Ongoing requirements for any subsequent Medical Certification
- For documentation of diabetes management, the applicant will be required to carry and use two whole blood glucose measuring devices with memory function and must report to the CASA immediately any hypoglycaemic incidents requiring external assistance, any involvement in accidents resulting in serious injury (whether or not related to hypoglycaemia), and any evidence of loss of control of diabetes, change in treatment regimen, or significant diabetic complications. With any of these occurrences, the individual must cease flying until cleared by the CASA.

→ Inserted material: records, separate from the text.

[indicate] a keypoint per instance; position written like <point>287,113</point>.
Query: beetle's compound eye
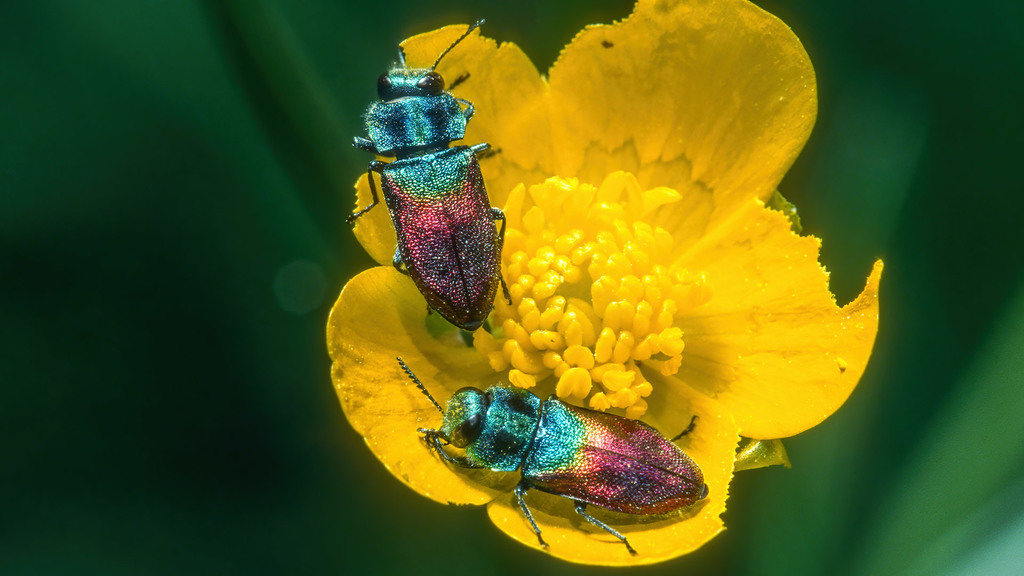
<point>384,86</point>
<point>431,83</point>
<point>467,432</point>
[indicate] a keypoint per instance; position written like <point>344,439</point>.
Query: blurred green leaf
<point>973,455</point>
<point>291,100</point>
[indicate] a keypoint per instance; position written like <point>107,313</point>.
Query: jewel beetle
<point>587,456</point>
<point>442,218</point>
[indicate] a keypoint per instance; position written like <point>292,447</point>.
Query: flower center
<point>595,293</point>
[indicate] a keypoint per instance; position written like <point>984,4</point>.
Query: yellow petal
<point>379,316</point>
<point>692,94</point>
<point>656,538</point>
<point>771,343</point>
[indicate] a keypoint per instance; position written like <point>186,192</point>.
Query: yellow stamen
<point>595,293</point>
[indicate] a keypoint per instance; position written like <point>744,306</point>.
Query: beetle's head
<point>464,416</point>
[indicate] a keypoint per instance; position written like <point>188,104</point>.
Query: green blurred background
<point>171,243</point>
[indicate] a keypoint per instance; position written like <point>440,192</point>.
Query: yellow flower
<point>647,275</point>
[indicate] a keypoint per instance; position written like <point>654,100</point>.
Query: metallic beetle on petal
<point>443,220</point>
<point>588,456</point>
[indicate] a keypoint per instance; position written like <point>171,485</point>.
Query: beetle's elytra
<point>588,456</point>
<point>443,220</point>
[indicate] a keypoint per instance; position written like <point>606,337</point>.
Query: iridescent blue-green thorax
<point>495,426</point>
<point>410,125</point>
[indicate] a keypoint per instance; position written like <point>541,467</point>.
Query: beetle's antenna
<point>419,384</point>
<point>461,38</point>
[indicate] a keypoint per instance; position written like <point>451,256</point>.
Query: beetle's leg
<point>434,441</point>
<point>468,113</point>
<point>582,510</point>
<point>483,151</point>
<point>689,428</point>
<point>375,166</point>
<point>365,145</point>
<point>497,214</point>
<point>520,493</point>
<point>397,262</point>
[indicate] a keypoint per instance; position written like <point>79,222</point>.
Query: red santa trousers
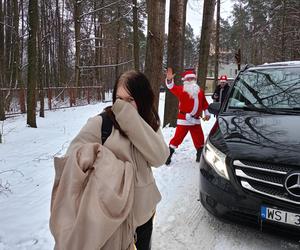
<point>181,132</point>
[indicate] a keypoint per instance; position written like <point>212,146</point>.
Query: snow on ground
<point>26,178</point>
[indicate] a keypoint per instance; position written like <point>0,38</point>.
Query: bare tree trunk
<point>136,42</point>
<point>217,52</point>
<point>32,64</point>
<point>60,52</point>
<point>283,31</point>
<point>2,63</point>
<point>207,21</point>
<point>175,55</point>
<point>77,43</point>
<point>155,44</point>
<point>16,50</point>
<point>21,80</point>
<point>118,37</point>
<point>40,77</point>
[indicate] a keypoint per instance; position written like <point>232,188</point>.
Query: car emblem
<point>292,184</point>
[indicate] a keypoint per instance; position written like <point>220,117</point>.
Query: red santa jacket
<point>190,108</point>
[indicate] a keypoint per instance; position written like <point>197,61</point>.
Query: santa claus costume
<point>192,103</point>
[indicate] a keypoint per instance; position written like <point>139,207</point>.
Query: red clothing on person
<point>189,115</point>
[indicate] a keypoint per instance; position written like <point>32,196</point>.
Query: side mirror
<point>214,108</point>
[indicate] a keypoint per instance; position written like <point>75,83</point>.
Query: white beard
<point>191,88</point>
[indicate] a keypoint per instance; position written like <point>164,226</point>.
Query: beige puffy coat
<point>102,193</point>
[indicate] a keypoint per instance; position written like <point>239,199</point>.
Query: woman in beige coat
<point>105,196</point>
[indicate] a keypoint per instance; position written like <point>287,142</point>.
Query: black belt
<point>184,113</point>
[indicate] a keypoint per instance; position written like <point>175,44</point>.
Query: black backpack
<point>106,128</point>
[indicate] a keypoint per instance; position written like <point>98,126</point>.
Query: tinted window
<point>277,88</point>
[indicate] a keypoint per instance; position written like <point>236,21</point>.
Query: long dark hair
<point>140,89</point>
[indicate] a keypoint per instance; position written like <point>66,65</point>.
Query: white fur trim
<point>206,112</point>
<point>170,85</point>
<point>196,105</point>
<point>192,122</point>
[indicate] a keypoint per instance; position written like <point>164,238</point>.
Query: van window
<point>276,88</point>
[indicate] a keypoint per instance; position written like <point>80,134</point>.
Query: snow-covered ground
<point>26,178</point>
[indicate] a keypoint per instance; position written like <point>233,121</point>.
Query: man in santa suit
<point>192,103</point>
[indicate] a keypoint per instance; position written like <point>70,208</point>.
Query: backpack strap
<point>106,128</point>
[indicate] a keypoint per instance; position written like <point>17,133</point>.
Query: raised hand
<point>170,75</point>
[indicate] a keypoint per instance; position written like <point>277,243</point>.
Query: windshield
<point>276,88</point>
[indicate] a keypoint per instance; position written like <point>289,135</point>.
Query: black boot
<point>168,161</point>
<point>198,155</point>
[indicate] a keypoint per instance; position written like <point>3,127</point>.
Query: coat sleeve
<point>151,144</point>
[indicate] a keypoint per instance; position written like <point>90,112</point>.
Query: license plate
<point>281,216</point>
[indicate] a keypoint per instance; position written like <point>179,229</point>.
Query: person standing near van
<point>192,103</point>
<point>221,90</point>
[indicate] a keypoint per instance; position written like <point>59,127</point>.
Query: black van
<point>250,164</point>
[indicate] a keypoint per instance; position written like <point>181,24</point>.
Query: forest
<point>55,51</point>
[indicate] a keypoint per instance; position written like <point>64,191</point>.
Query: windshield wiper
<point>263,109</point>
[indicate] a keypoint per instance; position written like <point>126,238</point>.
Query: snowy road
<point>182,223</point>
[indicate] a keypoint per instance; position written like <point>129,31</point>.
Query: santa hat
<point>189,73</point>
<point>223,78</point>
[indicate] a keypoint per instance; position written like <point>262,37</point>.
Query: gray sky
<point>194,13</point>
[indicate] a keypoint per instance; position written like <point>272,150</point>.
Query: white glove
<point>188,117</point>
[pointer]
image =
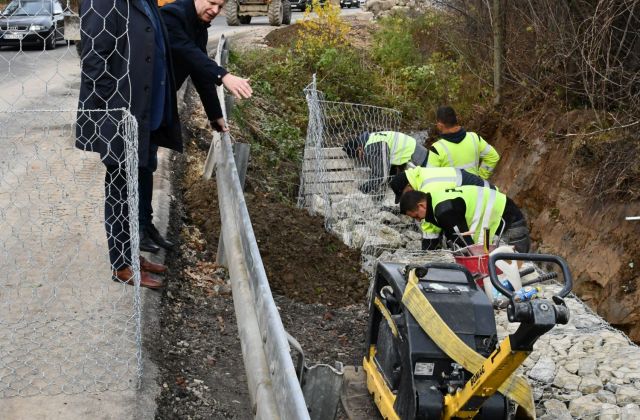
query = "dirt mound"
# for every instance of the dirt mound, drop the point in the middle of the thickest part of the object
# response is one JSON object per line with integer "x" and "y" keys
{"x": 301, "y": 259}
{"x": 576, "y": 190}
{"x": 360, "y": 32}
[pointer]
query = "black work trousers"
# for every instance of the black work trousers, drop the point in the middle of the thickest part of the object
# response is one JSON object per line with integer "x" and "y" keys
{"x": 116, "y": 217}
{"x": 145, "y": 188}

- At 3-month intervals, the aviator must be evaluated by the treating endocrinologist. This evaluation must include a general physical examination, review of the interval medical history, and the results of a test for glycosylated haemoglobin concentration. The endocrinologist must review the record of the aviator’s daily blood glucose measurements and comment on the results (the blood glucose measurements must be done at least 4 times every day). The results of these quarterly evaluations must be accumulated and submitted annually unless there has been a change in the treatment regime, or if the endocrinologist’s review is indicative of a deterioration of control. The results must include a downloaded set of blood sugar readings to be analysed to identify “high” and “low” readings outside the physiological range (See indicative criteria above. If there has been a change the individual must report the change(s) to the CASA and wait for an eligibility letter before resuming flight duties).
- On an annual basis, the reports from the examining endocrinologist must include confirmation by an eye specialist of the absence of significant eye disease.
- At the first examination after age 40 and at 5-year intervals, the report, with ECG tracings, of a maximal graded exercise stress test must be included in consideration of continued medical certification.
- The record of all in-flight measurements and log book entries for all flights undertaken since the last certificate must be provided to CASA at the time of all subsequent medical certifications.